Lesetja Kganyago: Overview of the South African economy
The views expressed in this speech are those of the speaker and not the view of the UDF Space.
Central bank speech | 08 August 2024
Good morning, ladies and gentlemen.
Introduction
After another momentous year, today we convene the South African Reserve Bank's (SARB) annual Ordinary General Meeting (AGM). In April, we marked 30 years of South Africa's still-young democracy. It has been an extraordinary three decades, with a global financial crisis rivalling that of 1929, a catastrophic health pandemic, as well as our own ongoing struggle to develop a new democratic dispensation to better address our legacy of inequality and poverty.
Despite these many challenges, the recent national and provincial elections have underscored our resilience as a society, and a new government of national unity has been ushered in.
While the SARB has been in existence for over a century, it is our democratic Constitution that sets its current mandate: to protect the value of the local currency in the interest of balanced and sustainable economic growth – and to do so without fear, favour or prejudice.
I am honoured to be part of a renewed leadership of the SARB, with Deputy Governors (DGs) Fundi Tshazibana and Rashad Cassim being reappointed, and Mampho Modise filling the vacant DG role. Our track record notwithstanding, we continue to face enormous challenges, but trust we will be supported by the dedicated staff of the SARB and its subsidiaries.
With this in mind, I now turn to our economic outlook.
A world economy in flux
The global economy continues on a long recovery path from the pandemic. This path has been a troubled one, and despite better prospects in recent months, remains beset by risks and vulnerabilities built up during the pandemic. Inflation remains stubbornly high, and public debt levels globally are at record levels. Technological development carries both risks to cybersecurity and the hope of large and sustained boosts to global productivity. Meanwhile, 22 July appears to have been the hottest day on Earth in recent history.
In short: we are entering an era of new economic challenges, even as the recent ones have yet to be overcome. There is little fiscal or monetary policy space available to deal with the risks that could emerge to financial stability, renewed inflation pressures or even the growing challenge of climate change.
Inflation remains a major policy concern for central banks globally. Although global inflation declined from 8.7% in 2022 to 6.8% in 2023 and continues to ease in 20242 , it remains high relative to the 2–3% inflation targets that many countries are trying to achieve.
Restrictive monetary policy, along with the recovery in supply chains and other pandemic-related bottlenecks, has helped inflation to recede from its 2022 highs.
However, global disinflation has slowed recently, as is well illustrated by consumer price inflation in the United States (US) still sitting at 3% relative to their 2% target.

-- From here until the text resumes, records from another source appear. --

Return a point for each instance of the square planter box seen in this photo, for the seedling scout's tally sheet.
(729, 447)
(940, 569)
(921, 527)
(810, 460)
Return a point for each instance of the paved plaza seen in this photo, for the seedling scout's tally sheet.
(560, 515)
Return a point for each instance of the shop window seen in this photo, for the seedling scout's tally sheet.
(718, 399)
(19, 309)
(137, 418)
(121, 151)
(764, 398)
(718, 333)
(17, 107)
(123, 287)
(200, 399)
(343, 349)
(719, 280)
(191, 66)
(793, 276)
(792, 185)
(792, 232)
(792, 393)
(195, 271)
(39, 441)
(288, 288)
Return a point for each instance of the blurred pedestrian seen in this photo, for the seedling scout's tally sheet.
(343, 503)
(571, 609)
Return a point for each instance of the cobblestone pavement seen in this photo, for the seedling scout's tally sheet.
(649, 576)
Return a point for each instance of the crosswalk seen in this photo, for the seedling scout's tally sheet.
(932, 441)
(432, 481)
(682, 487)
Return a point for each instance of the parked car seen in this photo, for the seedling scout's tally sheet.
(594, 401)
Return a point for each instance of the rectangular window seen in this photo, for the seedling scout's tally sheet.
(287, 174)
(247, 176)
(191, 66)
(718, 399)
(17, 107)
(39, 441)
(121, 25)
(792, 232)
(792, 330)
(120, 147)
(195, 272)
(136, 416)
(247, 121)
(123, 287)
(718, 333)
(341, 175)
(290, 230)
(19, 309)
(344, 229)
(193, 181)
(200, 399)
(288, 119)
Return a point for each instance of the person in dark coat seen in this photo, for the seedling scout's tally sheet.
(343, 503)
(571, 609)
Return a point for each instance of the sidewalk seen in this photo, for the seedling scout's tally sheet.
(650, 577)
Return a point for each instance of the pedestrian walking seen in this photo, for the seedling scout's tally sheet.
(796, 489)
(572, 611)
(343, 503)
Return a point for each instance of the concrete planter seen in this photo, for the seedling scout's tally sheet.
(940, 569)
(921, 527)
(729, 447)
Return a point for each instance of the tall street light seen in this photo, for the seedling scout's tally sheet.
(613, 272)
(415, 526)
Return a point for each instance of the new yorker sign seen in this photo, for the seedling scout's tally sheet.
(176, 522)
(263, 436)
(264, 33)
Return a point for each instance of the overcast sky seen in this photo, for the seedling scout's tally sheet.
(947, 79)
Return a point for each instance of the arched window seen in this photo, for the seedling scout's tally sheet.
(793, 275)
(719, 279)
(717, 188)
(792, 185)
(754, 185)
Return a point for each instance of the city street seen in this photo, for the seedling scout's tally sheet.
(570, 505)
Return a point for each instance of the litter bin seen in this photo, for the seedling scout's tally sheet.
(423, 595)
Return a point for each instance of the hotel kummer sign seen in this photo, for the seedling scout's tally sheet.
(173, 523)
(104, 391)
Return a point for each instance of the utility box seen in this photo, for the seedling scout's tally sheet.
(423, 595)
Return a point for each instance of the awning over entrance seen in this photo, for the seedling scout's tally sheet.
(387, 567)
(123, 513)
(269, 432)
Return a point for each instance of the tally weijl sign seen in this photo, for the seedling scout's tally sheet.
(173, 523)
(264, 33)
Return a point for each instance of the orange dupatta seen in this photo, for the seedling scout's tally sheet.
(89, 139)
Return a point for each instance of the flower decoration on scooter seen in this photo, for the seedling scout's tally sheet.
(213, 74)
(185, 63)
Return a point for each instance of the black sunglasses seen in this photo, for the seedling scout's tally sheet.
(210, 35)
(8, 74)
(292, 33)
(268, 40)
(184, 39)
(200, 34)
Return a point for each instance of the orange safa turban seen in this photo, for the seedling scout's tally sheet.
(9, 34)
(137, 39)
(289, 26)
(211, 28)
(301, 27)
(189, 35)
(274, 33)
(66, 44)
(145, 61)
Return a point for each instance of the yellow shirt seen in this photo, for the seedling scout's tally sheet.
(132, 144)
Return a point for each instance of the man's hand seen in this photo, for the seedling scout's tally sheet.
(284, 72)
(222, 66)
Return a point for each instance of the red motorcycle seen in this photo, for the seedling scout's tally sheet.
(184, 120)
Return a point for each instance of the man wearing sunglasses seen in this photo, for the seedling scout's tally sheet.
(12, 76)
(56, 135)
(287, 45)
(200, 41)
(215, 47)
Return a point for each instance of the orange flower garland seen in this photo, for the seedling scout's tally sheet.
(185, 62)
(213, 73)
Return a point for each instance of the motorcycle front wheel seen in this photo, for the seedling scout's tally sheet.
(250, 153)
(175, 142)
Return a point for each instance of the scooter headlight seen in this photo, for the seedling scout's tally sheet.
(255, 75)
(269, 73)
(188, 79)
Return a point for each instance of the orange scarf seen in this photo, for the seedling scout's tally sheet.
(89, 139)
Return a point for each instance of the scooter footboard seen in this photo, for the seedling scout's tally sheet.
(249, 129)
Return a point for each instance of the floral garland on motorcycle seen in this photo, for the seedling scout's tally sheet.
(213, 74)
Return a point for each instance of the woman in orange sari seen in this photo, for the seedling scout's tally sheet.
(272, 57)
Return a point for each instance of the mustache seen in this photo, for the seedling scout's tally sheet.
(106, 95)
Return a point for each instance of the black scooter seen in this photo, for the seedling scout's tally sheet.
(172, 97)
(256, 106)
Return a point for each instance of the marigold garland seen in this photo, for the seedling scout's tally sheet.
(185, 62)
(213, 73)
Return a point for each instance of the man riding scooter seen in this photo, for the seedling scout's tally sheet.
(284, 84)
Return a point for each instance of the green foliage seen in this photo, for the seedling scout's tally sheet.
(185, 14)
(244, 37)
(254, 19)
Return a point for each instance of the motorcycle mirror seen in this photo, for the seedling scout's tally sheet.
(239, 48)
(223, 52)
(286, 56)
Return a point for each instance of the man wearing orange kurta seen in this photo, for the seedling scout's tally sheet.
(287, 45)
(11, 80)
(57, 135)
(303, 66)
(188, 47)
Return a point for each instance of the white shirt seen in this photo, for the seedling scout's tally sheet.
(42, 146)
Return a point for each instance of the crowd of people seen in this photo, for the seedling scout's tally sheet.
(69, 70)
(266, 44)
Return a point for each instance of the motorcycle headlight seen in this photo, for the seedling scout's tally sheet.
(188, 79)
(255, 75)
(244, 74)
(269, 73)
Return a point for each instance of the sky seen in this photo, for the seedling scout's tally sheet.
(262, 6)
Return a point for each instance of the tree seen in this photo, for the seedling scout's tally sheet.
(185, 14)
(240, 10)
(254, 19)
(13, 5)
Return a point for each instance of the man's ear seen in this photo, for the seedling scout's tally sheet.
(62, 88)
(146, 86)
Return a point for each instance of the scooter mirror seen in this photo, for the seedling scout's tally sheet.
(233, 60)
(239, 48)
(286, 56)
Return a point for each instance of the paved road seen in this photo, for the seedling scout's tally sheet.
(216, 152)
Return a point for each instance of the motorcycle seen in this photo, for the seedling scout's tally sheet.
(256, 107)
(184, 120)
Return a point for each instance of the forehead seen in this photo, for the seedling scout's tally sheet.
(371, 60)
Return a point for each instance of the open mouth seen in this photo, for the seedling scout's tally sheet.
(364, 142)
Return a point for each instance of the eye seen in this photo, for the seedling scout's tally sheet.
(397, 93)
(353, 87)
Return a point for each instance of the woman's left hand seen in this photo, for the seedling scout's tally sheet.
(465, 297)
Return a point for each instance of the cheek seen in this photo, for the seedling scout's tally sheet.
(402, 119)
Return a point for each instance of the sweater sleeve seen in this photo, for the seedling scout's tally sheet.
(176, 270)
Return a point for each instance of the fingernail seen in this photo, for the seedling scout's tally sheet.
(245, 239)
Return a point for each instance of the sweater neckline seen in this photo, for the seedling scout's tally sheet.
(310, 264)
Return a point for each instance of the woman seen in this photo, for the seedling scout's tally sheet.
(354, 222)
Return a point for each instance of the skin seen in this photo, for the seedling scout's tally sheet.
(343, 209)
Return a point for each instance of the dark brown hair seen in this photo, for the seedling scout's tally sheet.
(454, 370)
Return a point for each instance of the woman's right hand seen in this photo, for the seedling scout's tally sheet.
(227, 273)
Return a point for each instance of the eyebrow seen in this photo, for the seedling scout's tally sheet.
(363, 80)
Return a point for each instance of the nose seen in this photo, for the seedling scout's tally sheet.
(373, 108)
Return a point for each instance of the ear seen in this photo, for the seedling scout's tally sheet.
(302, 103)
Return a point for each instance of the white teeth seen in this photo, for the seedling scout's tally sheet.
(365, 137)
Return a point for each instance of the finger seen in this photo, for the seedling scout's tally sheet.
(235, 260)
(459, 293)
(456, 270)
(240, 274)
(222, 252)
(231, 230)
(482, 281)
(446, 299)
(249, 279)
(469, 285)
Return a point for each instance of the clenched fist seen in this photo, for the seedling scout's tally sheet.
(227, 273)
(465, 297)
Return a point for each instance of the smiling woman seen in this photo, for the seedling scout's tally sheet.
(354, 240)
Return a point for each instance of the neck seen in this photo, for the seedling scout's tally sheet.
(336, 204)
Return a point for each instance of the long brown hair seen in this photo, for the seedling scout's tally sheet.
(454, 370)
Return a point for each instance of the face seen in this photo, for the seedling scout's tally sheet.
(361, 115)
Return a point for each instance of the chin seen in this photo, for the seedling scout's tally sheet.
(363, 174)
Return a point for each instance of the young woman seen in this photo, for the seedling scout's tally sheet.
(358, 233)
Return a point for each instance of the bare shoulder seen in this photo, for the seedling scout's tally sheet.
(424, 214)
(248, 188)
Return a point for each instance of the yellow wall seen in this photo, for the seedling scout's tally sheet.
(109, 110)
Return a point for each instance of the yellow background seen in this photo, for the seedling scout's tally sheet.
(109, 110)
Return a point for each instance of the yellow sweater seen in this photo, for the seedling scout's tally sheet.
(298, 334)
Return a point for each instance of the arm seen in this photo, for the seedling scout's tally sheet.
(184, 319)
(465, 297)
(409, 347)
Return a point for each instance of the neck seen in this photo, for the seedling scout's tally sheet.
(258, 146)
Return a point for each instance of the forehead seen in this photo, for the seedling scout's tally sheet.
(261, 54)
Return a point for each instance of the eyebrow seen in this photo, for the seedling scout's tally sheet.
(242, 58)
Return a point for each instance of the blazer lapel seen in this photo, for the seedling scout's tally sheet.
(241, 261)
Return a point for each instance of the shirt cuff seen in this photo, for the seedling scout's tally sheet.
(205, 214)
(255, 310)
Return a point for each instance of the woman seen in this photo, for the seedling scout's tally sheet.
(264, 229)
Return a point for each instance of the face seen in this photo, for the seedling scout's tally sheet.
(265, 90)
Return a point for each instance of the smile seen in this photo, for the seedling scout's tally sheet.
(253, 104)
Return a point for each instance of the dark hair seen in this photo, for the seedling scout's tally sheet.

The slow pace of disinflation reflects a pattern of lower imported inflation but higher services inflation across most economies. In some, rising wages and sustained pentup demand for services have been key factors. 3 In emerging markets specifically, fiscal challenges and sustained currency depreciations have played more of a role.
Policy commitment to reduce inflation back to targets has been strongly signalled around the globe, and central banks have generally been cautious in their approach to policy. Deepening geo-economic fragmentation, higher temperatures and other supply-related risks raise concerns about the long-term prospects for inflation, and considerable effort is going into reassessments of neutral real rate levels.
While inflation remains higher than desired, global economic activity has proven to be more resilient than expected. Global growth surprised higher at 3.3% in 2023, despite considerable divergence in growth across individual economies. Generally, however, global growth rates are expected to remain below pre-pandemic trends. This reflects the impact of protectionist measures on global trade, relatively tight financial conditions as well as uncertainty of future policy trajectories.
Greater stability in global affairs and more sustainable fiscal policy settings across the G20 countries would help to dampen uncertainty and enable longer-term horizons for policymakers, firms and households.
While lowering debt levels weigh on growth in the short term, the longer-term effects of falling borrowing costs act to improve growth prospects, supporting private investment and freeing up fiscal space. Lower inflation would also open monetary policy space and support easier credit conditions, complementing the fiscal actions.
The SARB forecasts trading-partner growth to remain moderate in the medium term, hovering at around 3%.